We present a self-tuning scheme for adapting the parameters of a PI controller proposed by Fung and Yang for stabilization of a Culick-type model of nonlinear acoustic oscillations in combustion chambers. Our adaptation criterion is Lyapunov-based and its objective is the regulation of nonlinear pressure oscillations to zero. We focus on a two-mode model and first develop a design based on an assumption that the amplitudes of the two modes are available for measurement. Instead of estimating the damping coefficients of each mode (which are dependent on the unknown air/fuel ratio), the Lyapunov approach allows us to adapt the parameters of the controller directly. The adaptation mechanism is designed to stabilize both modes and prevent the phenomenon observed by Billoud, Galland, Huu, and Candel, whose adaptive controller stabilizes the first but (under some conditions) apparently destabilizes the second mode.
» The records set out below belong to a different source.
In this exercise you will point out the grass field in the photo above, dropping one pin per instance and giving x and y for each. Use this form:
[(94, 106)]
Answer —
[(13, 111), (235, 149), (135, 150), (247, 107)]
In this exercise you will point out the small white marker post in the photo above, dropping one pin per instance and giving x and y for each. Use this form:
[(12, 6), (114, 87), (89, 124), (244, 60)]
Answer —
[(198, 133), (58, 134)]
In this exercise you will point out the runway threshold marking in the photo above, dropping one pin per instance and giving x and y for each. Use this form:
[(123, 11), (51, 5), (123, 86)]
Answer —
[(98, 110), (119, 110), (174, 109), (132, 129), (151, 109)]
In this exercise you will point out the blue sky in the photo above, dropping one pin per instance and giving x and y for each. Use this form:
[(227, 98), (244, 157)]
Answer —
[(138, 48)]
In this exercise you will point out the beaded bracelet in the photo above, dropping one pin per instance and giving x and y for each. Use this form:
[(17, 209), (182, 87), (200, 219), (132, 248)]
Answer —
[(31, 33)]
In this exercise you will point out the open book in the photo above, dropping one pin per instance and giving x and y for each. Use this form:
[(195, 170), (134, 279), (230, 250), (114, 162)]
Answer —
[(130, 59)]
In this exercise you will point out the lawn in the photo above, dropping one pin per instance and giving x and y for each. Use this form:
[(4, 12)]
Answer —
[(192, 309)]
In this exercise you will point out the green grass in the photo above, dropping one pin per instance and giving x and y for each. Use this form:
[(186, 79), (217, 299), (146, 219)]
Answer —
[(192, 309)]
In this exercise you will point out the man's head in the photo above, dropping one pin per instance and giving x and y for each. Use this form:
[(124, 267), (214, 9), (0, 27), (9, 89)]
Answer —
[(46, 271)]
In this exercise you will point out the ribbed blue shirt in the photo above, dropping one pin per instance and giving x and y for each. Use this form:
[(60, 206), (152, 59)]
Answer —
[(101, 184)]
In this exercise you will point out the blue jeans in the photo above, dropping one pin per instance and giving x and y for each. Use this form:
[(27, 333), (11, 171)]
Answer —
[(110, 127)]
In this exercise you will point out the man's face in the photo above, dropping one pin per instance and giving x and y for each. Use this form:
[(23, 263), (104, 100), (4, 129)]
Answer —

We also prove that the adaptation mechanism is robust to a time delay inherent to the actuation approach via heat release. In order to avoid requirements for sophisticated sensing of the mode amplitudes needed for feedback, we also develop an adaptation scheme which employs only one pressure sensor. Our approach is based on the idea to use the squares of the pressure and its derivative instead of the squares of the amplitudes of the modes to drive the adaptation. In order for the adaptation scheme to be implementable, it is also necessary to know the control input matrix of the system. Rather than performing a complicated linear ID procedure, we propose a simple nonlinear ID approach that exploits the quadratic character of the nonlinearities and identifies the input matrix from steady-state limit cycle data. Simulations illustrate the capability of the scheme to attenuate limit cycles without the knowledge of the growth coefficients.